ASED ON THE NAMES of the contributors, this looks like a truly fantastic book. All the contributors are distinguished experts, and I have had the privilege of meeting several of them: His Eminence, Cardinal Burke; Dr. William Mahrt; Fr. Michael Uwe Lang, Cong. Orat.; and Fr. Samuel Weber, OSB.

Some I only met briefly, so I have no idea whether they would remember me. Apropos of this, there was a pianist named Sviatoslav Richter, who, while probably one of the greatest “modern” pianists, was also pretty much insane (as so many great pianists were). For years, Richter carried around a red stuffed lobster, without which he could not function. Anyway, they say Richter could not sleep at night if he forgot the name of any person he had ever met. As you can imagine, he met thousands of people during his long career. Only after he remembered the missing name could he relax. By the way, his memory was unbelievable: they say he had forty (40) full-length concert programs memorized, in addition to all his concerti and chamber music. In case you are wondering, other great pianists who were “disfunctional” as human beings were Cortot, Rachmaninov, Horowitz, Gould, Lhevinne, and even Josef Hofmann (perhaps the most outstanding pianist of all time).
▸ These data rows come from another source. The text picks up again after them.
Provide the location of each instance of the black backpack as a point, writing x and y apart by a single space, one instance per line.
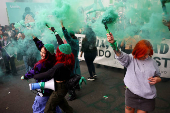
73 82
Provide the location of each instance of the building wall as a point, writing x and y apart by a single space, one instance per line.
3 11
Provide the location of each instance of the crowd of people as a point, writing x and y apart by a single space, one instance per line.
139 80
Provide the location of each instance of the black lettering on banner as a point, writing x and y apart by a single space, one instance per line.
101 51
102 44
164 49
155 58
107 55
166 60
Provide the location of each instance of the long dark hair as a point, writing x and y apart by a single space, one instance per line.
49 60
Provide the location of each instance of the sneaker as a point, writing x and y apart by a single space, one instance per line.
91 78
94 75
70 98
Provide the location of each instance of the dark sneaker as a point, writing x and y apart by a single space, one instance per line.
91 78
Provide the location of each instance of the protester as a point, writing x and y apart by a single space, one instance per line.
141 76
61 73
74 43
46 62
8 60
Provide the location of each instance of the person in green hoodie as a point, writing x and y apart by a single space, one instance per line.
74 43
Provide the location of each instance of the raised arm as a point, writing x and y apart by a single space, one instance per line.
73 43
123 58
38 43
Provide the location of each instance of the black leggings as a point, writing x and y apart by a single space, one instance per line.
89 58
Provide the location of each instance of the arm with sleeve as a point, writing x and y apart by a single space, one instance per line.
73 42
38 43
124 59
59 40
30 74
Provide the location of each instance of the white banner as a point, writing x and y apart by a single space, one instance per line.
106 55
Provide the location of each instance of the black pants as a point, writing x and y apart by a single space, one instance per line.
58 98
89 58
9 62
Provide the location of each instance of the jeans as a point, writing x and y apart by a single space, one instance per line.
89 58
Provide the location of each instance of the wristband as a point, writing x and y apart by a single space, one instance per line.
114 45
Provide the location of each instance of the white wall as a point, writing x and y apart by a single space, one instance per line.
3 11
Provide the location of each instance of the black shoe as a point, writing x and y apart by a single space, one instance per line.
70 98
15 74
91 78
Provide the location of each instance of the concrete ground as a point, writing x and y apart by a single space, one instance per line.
15 96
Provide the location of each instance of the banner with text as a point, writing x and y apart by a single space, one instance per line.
106 55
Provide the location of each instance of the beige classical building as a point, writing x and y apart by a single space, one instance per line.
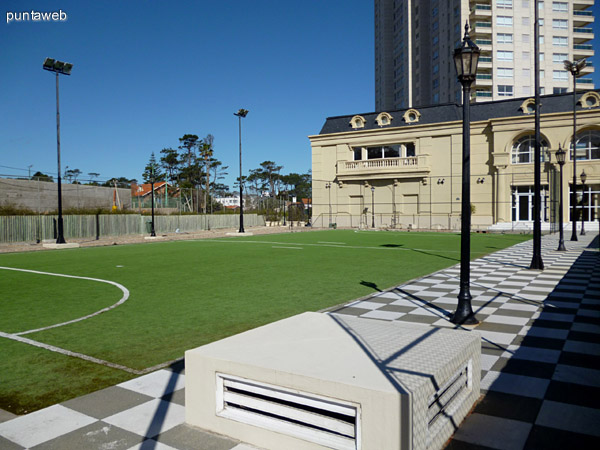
403 169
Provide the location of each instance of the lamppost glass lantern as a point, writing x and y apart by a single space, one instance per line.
466 58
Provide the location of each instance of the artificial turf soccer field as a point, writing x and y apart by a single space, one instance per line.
183 294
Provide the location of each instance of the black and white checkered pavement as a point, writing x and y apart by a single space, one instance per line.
540 333
540 364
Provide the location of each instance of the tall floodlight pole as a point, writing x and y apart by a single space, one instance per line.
560 158
241 113
328 187
575 68
58 67
152 230
583 177
373 206
466 57
536 260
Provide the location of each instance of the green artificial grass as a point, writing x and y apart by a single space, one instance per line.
184 294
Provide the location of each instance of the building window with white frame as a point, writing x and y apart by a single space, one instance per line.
560 24
560 75
560 41
505 90
559 57
523 150
504 21
560 7
588 145
504 4
504 38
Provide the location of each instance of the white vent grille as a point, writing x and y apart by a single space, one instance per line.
448 396
314 418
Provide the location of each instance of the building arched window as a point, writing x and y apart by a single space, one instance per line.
588 145
524 148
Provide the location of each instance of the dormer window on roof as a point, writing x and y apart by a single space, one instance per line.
590 100
528 106
384 119
411 116
358 122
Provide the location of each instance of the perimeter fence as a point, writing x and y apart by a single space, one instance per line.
36 228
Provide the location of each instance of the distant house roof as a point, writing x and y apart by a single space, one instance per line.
449 112
144 189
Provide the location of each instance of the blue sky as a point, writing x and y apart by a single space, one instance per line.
147 72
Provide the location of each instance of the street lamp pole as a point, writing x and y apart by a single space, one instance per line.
58 67
560 158
241 113
466 57
373 206
152 232
575 69
536 261
583 177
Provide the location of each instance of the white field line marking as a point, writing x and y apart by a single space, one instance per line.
108 308
52 348
236 241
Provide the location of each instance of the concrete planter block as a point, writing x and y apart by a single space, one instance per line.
317 381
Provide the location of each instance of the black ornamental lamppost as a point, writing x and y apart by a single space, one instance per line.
560 158
466 57
62 68
241 113
575 68
583 178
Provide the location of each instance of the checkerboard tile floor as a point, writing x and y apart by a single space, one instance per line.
540 375
141 414
540 330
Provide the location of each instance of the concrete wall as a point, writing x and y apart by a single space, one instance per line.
42 196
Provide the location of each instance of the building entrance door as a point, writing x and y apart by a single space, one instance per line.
522 210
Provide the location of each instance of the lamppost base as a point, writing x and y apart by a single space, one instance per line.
464 314
460 319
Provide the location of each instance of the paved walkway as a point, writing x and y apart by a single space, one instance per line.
540 364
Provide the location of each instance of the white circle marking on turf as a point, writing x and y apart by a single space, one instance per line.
108 308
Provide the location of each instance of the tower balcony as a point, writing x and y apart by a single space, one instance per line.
583 18
481 11
409 166
582 34
582 51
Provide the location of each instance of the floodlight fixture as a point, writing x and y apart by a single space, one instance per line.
575 67
54 65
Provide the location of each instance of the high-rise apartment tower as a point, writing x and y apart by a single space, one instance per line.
414 41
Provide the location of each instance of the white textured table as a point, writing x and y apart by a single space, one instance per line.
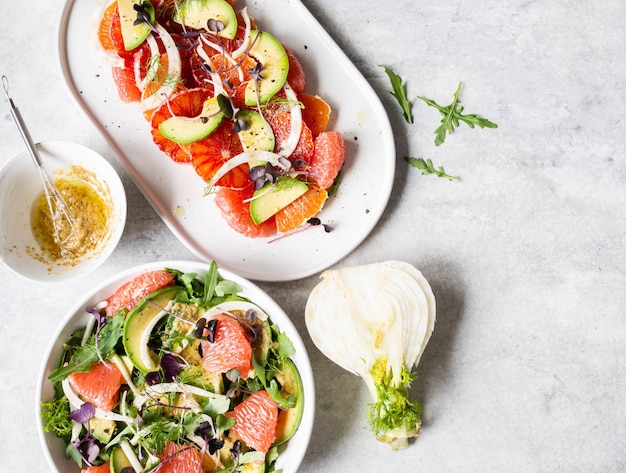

      Benedict XVI and beauty in sacred music [URL] — Janet E. Rutherford, editor

Contributors: Raymond Leo Cardinal Burke (Prefect of the Supreme Tribunal of the Apostolic Signatura), D. Vincent Twomey SVD (St Patrick’s College, Maynooth), Andreas Andreopoulos (U Winchester), Sven Conrad FSSP (Priestly Fraternity of St Peter), Alberto Donini (Diocese of Brescia), Thomas Lacôte (Conservatoire d’Aubervilliers-La Courneuve/Conservatoire d’Orléans), Uwe Michael Lang CO (Consultor to the Office for the Liturgical Celebrations of the Supreme Pontiff), William Mahrt (Stanford U), Kerry McCarthy (Duke U), Ite O’Donovan (DIT Conservatory of Music), Stéphane Quessard (St Stephen’s Cathedral, Bourges), Alcuin Reid, Samuel Weber OSB (Institute for Sacred Music, Archdiocese of St Louis).

The Fota International Liturgy Conferences are dedicated to the elucidation and promotion of Benedict XVI’s vision of liturgical reform, emphasizing the importance of beauty in the celebration of the Church’s rites, and the necessity to go forward into the future as part of our inherited tradition. The proceedings of the Third Fota International Liturgy Conference, contained in this volume, explore the ideas advanced in the Holy Father’s writings on liturgical music. It also provides a forum for a younger generation of liturgists and musicians, drawn from various countries, who are presently engaged in the recovery and promotion of the Church’s musical heritage for liturgical use or in composing beautiful new and uplifting works of sacred music.

Dr. Janet E. Rutherford is Honorary Secretary of The Patristic Symposium, Saint Patrick’s College Maynooth, and Irish Correspondent to L’Association Internationale d’Études Patristiques.